Lee grinned ruefully.

“You’re a strange fellow, Bony,” he said.

“Ah! How many times have I heard that? I wonder now if Dreyton is responsible for the introduction of it into this district. Well, there are quite a number of strange fellows here. Tell me, doctor, can you guess what Dreyton was before he left England? It is sometimes easy to tell a man’s profession from his gait, his eyes, even the cast of his face.”

“Dreyton!” echoed the doctor, and he drew in his breath and distended his pendulous cheeks. “Yes, I can guess with reasonable certainty of being correct. I’d wager a bet that he was once in the Royal Navy. I’d wager ten bets that he was an officer. There is not a great deal of difference between the face-cast of the military and the naval officer, but there is certainly a small distinction.”

“He would be, then, of that class commonly called the ‘upperclass’ in England?”

“Yes. Dreyton would belong to the ‘County’ class. Probably, nay, almost certainly, he comes from a long line of naval officers.’ ”

“Thank you.

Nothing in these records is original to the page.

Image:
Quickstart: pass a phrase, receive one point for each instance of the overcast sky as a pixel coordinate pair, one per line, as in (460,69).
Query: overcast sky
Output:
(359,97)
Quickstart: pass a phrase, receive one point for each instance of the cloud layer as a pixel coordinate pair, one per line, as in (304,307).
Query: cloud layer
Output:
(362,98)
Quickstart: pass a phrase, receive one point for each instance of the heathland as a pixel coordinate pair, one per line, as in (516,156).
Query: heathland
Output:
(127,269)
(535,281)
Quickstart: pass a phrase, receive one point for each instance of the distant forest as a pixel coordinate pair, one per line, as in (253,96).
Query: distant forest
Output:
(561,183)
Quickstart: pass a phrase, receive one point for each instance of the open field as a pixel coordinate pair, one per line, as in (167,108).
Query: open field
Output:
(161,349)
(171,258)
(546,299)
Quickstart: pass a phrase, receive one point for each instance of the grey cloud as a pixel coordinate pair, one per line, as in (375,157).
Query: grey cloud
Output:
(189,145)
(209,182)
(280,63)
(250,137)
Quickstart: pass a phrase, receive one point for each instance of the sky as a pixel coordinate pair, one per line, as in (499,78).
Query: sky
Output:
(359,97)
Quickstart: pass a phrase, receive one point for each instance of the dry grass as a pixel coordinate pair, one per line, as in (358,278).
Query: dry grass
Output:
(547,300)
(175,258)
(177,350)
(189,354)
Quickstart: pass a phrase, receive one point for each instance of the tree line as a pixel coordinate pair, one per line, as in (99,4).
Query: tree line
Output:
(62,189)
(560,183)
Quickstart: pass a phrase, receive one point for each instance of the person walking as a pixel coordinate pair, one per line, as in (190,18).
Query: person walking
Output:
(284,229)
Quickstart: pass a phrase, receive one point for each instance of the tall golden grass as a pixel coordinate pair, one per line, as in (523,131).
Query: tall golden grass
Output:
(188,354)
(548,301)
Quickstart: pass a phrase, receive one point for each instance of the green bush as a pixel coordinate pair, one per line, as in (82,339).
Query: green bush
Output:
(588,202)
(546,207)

Now would it be too much to ask you to visit Fred Storrie in order to be sure that he does suffer an attack of influenza?”

“Not at all, inspector. I could go along right away.”

“Good! Try to remember, doctor, that to all my friends I am Bony, and I would like to count you among the number. While you are away Lee and I will get to work on the details of a little plan I have conceived. With your permission we will use your writing materials. And then, at dinner-if you will invite me to dinner-we will discuss the moon and madness and static electricity.”